Correlation heatmaps • ggcorrheatmap

library(ggcorrheatmap)
library(ggplot2)
library(dplyr)
library(patchwork)

Correlation heatmaps can be made easily using the ggcorrhm() function. ggcorrhm() is a wrapper for (and shares most of its arguments with) gghm() and calculates the correlation matrix of the input to make a heatmap with gghm(). If one matrix is provided the column-column correlations are plotted. If two matrices are provided, the correlations between the columns in the two matrices are plotted. By using cor_method and cor_use, different method and use arguments can be passed to stats::cor().

ggcorrhm(mtcars)

A heatmap depicting the correlation matrix of the columns in the mtcars dataset. The colour scale goes from -1 to 1 with colours ranging from blue (skyblue2) to white to red (sienna2).

ggcorrhm(iris[1:nrow(mtcars), -5], mtcars)

A heatmap showing the correlation between the columns in the iris data (on the rows) and the columns in mtcars (on the columns).

Changing the colours

ggcorrhm() sets the fill scale to use ggplot2::scale_fill_gradient2() with limits set to [-1, 1]. Unique to ggcorrhm() are the arguments high, mid and low to control the legend colours. Like with gghm(), the bins and limits arguments create a binned scale and change the limits, respectively.

ggcorrhm(mtcars, high = "green", low = "magenta", mid = "yellow", bins = 4L)

A heatmap of the mtcars correlation matrix. The colour scale is changed to consist of 4 bins and the colours go from magenta to green.

If complete control is needed, the col_scale argument can be used to overwrite the default scale. This can be a string specifying a Brewer or Viridis scale, or a ggplot2 scale object.

plt1 <- ggcorrhm(mtcars, col_scale = "RdYlGn")

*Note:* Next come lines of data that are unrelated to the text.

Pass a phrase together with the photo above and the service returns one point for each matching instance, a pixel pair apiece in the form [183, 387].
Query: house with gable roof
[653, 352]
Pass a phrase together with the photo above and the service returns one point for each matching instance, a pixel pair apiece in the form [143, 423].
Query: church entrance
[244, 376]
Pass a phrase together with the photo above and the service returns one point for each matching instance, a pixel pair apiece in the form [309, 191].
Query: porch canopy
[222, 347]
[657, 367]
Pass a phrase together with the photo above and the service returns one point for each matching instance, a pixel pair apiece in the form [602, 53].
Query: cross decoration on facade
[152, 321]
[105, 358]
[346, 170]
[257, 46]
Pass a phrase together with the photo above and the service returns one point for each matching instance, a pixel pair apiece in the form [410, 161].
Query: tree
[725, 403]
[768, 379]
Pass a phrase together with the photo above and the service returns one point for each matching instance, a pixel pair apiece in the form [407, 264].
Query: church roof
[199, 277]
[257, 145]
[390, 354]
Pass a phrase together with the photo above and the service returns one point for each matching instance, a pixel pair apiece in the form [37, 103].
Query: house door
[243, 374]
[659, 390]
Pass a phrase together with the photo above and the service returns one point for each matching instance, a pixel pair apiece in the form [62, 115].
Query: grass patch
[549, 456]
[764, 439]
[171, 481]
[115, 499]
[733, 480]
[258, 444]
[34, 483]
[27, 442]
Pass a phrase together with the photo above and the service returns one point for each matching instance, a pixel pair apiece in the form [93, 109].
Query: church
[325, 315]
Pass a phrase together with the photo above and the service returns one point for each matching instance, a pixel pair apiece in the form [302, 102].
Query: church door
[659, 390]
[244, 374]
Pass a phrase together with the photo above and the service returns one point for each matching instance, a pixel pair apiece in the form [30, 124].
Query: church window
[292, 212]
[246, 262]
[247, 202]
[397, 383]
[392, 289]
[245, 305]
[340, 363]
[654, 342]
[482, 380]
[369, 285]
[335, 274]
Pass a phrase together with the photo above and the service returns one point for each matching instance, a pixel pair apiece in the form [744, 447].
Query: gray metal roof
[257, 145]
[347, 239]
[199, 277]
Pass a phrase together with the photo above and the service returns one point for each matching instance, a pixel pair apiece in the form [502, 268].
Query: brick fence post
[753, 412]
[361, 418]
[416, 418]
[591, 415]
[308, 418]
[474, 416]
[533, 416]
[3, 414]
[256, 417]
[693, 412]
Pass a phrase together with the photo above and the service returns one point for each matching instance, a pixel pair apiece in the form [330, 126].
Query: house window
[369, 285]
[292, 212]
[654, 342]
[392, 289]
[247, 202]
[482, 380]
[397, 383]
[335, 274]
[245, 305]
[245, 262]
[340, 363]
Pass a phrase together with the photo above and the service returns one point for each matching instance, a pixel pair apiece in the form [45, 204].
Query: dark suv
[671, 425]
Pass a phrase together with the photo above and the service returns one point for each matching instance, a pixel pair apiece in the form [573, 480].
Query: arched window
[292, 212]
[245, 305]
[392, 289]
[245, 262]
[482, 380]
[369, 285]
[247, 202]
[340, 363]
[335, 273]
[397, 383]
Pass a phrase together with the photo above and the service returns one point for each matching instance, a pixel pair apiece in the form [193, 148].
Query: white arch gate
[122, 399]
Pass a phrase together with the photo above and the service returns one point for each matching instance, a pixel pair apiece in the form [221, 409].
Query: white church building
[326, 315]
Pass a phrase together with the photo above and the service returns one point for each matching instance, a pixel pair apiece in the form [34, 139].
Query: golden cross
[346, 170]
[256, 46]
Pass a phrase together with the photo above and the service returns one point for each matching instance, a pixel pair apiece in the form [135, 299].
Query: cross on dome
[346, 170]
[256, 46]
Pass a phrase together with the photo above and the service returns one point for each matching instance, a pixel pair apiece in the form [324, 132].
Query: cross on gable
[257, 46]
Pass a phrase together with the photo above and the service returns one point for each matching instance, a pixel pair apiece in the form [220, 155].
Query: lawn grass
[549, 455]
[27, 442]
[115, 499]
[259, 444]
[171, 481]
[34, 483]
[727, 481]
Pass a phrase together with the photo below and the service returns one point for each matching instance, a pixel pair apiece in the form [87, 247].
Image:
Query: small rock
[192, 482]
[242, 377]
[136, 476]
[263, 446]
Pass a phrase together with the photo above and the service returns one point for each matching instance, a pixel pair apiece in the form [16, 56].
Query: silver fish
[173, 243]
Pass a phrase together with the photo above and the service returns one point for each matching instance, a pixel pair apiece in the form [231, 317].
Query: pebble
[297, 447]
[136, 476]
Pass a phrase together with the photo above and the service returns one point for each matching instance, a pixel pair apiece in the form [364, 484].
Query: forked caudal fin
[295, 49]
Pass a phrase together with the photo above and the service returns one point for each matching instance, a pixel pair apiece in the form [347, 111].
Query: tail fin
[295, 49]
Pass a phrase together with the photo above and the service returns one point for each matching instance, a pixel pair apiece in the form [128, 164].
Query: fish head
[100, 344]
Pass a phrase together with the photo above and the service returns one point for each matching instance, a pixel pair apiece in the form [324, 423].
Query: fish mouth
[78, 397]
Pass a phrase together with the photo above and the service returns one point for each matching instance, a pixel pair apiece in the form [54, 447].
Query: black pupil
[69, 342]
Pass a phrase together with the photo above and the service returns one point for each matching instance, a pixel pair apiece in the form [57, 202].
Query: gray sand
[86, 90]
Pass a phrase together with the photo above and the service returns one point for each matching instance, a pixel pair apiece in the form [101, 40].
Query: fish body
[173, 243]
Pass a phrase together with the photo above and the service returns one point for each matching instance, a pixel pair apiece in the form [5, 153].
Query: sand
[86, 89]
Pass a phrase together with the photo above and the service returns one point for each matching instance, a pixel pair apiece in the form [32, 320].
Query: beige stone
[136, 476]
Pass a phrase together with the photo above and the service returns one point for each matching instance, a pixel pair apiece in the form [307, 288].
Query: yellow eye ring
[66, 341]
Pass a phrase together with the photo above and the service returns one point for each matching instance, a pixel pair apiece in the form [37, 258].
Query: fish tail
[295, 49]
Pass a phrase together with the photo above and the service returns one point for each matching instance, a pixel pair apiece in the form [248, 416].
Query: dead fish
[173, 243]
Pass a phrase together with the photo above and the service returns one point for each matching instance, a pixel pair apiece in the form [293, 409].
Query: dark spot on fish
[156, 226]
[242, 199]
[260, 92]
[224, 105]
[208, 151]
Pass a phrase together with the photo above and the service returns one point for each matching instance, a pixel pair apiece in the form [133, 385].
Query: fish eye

# Arguments like bins and limits still work with brewer and viridis scales
plt2 <- ggcorrhm(mtcars, col_scale = "PuOr", bins = 5L)

plt1 + plt2

Two correlation heatmaps of mtcars. The first one uses the Brewer RdYlGn palette on a continuous scale, while the second one uses the Brewer PuOr scale with the data put into discrete bins.

Changing the layout

For square heatmaps with identical dimnames (from here on just referred to as square heatmaps), the layout argument can be used to get triangular layouts. The possible layouts are full matrix, top left, top right, bottom left, and bottom right. Note that while the top right and bottom left layouts are just the top right and bottom left triangles of the square matrix, top left and bottom right layouts are actually the bottom left and top right layouts with a flipped y axis to retain the diagonal. This means that some layouts may have the y axis order reversed.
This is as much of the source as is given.